Strategic Affairs Minister Ron Dermer then pushed to proceed with a vote on the maps that the IDF presented last week to mediators in Cairo, but Gallant claimed that Netanyahu had imposed his position on the security establishment and that the maps the IDF presented went against its stance.

“I imposed? I imposed?” Netanyahu responded.

“Of course you did. They had their own plan. You are running the negotiations by yourself ever since the war cabinet disbanded (in June). We learn of decisions only after the fact. The negotiators sketched the maps as you wanted, but they had a different position,” Gallant said.

Netanyahu then banged his hands on the table, demanding an immediate vote on his Philadelphi maps.

IDF Chief of Staff Herzi Halevi piped in to raise his own concerns about the prime minister’s strategy: “The IDF will know how to enter and return to the Philadelphi Corridor at the end of the first six weeks of the ceasefire. There are enough constraints in the talks, you don’t need to add another.”

“There is no logic to this vote right now. In any case, the negotiations are currently focused on (other issues) and not the Philadelphi Corridor,” added Mossad spy agency director David Barnea, who has led the Israeli negotiating team.

Gallant then told the cabinet they faced a choice: to remain in the corridor or to return the hostages.

“You are deciding to stay in the Philadelphi Corridor. Is this logical to you? There are living (hostages) there!” Gallant said.

Dermer replied, “The prime minister can do as he likes,” to which Gallant responded, “The prime minister can indeed make all the decisions, and he can also decide to kill all the hostages.”

At this point, other ministers in the room called out Gallant for speaking to the prime minister in such a manner.

Gallant then told Netanyahu he would eventually cave to Sinwar’s demands anyway.

 

An infographic titled ‘Israel claims ‘operational control’ over Philadelphi Corridor on Gaza-Egypt border’ created in Ankara, Turkiye on May 30, 2024. (Elmurod Usubaliev / Anadolu via Reuters)


 Netanyahu shot back that he doesn’t take directions from anyone.

Gallant accused the cabinet of abandoning the hostages by making the decision, adding he would vote against the measure.

He again turned to the premier and asked, if he had to decide between withdrawing from the Philadelphi Corridor or bringing back the hostage, which would he choose.

Netanyahu stressed that only a determined negotiating stance would bring back the hostages.

Pressed again on the question by Gallant, the prime minister said he was choosing to remain in the Philadelphi Corridor.

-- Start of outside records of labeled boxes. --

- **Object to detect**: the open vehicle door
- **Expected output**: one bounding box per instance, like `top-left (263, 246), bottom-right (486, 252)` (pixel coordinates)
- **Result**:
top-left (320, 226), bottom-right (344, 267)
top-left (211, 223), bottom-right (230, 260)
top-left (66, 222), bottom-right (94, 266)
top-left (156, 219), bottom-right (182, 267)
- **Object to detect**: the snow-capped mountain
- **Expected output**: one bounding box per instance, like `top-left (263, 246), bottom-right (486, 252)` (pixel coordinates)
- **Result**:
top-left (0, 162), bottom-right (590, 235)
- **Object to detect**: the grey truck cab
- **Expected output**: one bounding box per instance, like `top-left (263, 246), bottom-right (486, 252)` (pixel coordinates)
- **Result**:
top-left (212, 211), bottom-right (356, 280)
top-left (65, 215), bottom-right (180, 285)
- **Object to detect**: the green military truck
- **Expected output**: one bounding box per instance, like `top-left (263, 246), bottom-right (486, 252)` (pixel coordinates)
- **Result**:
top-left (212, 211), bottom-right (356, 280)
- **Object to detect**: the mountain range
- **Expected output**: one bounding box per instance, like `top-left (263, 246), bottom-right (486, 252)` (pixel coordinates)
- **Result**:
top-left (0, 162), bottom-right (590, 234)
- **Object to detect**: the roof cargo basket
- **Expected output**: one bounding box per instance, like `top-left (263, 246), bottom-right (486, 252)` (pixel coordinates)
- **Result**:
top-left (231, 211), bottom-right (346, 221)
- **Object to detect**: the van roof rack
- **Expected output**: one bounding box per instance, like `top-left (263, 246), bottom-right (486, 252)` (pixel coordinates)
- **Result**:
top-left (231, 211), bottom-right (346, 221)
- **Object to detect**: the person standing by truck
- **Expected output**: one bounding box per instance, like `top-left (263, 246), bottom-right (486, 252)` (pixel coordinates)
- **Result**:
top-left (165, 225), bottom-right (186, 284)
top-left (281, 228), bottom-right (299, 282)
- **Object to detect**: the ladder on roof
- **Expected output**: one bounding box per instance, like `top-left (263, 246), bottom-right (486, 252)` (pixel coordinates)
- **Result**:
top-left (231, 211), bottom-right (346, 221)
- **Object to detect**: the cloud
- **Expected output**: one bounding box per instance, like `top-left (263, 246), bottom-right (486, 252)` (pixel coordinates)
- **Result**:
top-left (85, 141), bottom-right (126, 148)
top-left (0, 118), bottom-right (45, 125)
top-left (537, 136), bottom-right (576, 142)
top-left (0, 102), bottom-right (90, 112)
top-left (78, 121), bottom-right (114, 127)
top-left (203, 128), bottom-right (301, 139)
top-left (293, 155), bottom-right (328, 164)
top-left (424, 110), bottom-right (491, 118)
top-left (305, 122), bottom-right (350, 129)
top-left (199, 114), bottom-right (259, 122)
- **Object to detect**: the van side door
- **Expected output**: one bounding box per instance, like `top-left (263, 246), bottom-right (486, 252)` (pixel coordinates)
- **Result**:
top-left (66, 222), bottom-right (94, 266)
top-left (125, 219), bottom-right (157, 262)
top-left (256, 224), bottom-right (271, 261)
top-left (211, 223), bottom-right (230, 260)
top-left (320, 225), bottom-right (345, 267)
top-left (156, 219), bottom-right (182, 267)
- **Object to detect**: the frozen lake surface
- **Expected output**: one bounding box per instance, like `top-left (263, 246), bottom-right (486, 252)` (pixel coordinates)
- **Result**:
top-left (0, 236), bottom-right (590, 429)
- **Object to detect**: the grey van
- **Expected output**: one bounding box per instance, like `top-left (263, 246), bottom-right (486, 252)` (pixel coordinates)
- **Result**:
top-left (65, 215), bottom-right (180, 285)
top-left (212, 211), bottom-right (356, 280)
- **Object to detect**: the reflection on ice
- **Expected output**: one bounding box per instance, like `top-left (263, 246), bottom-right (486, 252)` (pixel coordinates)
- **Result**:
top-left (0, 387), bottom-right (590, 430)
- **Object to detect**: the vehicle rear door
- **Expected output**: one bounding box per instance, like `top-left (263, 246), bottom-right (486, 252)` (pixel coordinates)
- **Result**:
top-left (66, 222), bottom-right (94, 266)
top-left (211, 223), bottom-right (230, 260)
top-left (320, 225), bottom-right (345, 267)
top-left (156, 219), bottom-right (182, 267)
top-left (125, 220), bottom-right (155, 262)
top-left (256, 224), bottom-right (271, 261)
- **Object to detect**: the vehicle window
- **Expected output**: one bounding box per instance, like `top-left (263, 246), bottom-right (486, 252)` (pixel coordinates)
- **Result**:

Gallant went on to acknowledge that he had lost the argument this time, but he predicted that the ministers would come around to his position.

“Hopefully it will happen sooner rather than later,” the defense minister said.

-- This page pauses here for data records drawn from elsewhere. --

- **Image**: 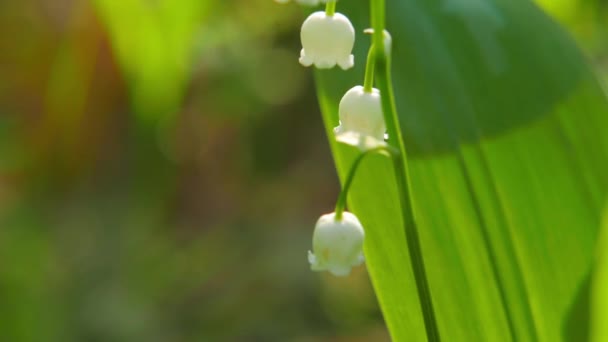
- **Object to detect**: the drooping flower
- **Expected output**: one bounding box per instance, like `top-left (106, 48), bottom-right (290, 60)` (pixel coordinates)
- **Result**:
top-left (335, 86), bottom-right (386, 150)
top-left (300, 11), bottom-right (355, 70)
top-left (308, 211), bottom-right (365, 276)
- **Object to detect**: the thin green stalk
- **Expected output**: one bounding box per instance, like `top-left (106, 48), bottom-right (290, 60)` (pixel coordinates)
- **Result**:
top-left (363, 45), bottom-right (374, 93)
top-left (371, 0), bottom-right (441, 342)
top-left (335, 146), bottom-right (392, 221)
top-left (325, 0), bottom-right (336, 17)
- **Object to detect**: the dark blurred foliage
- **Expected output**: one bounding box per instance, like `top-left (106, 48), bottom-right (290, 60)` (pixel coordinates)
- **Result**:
top-left (0, 0), bottom-right (387, 341)
top-left (0, 0), bottom-right (608, 341)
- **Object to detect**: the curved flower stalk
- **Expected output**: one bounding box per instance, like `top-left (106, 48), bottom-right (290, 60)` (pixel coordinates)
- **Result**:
top-left (335, 86), bottom-right (386, 150)
top-left (274, 0), bottom-right (328, 6)
top-left (300, 11), bottom-right (355, 70)
top-left (308, 211), bottom-right (365, 277)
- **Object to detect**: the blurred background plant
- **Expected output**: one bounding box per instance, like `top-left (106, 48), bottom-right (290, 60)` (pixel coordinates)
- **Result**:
top-left (0, 0), bottom-right (608, 341)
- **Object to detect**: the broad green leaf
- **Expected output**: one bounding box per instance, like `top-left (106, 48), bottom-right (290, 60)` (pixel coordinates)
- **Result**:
top-left (317, 0), bottom-right (608, 341)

An unnamed cabinet minister told Ynet that unlike in previous arguments between the pair, nobody came to Gallant’s defense on Thursday night, believing he had gone too far in his criticism.

“This was the most intense argument I can recall between Netanyahu and Gallant,” one of the ministers said. “Netanyahu isolated Gallant completely. In situations such as these, a defense minister may as well lay down his keys.״

The eight-to-one vote, with one abstention, appeared symbolic and largely aimed at further broadcasting Israel’s stance on the Philadelphi Corridor, since the maps had already been submitted to Hamas and mediators Egypt, the US and Qatar.

Far-right National Security Minister Itamar Ben Gvir cast the vote’s lone abstention. A source close to Ben Gvir was cited by Hebrew media as explaining this was because the proposal included a gradual decrease in the number of soldiers in case of a deal, while he supports maintaining a full military presence at the corridor and in all of Gaza.

The maps have already been adopted by the US, an official from the Prime Minister’s Office said last night, apparently referencing the “bridging proposal” that the White House submitted earlier this month.

The Israel Hayom daily reported Friday that the decision’s content in practice calls for the IDF to gradually thin its presence along the corridor during the first six-week stage of a potential hostage-ceasefire deal, by the end of which only soldiers in watchtowers will be left along the Philadelphi Corridor.

The Israeli presence along the corridor is currently only part of the first stage of the deal. It is expected that if a deal reaches a second stage, it will be demanded of Israel to retreat its presence from the area entirely, the report said.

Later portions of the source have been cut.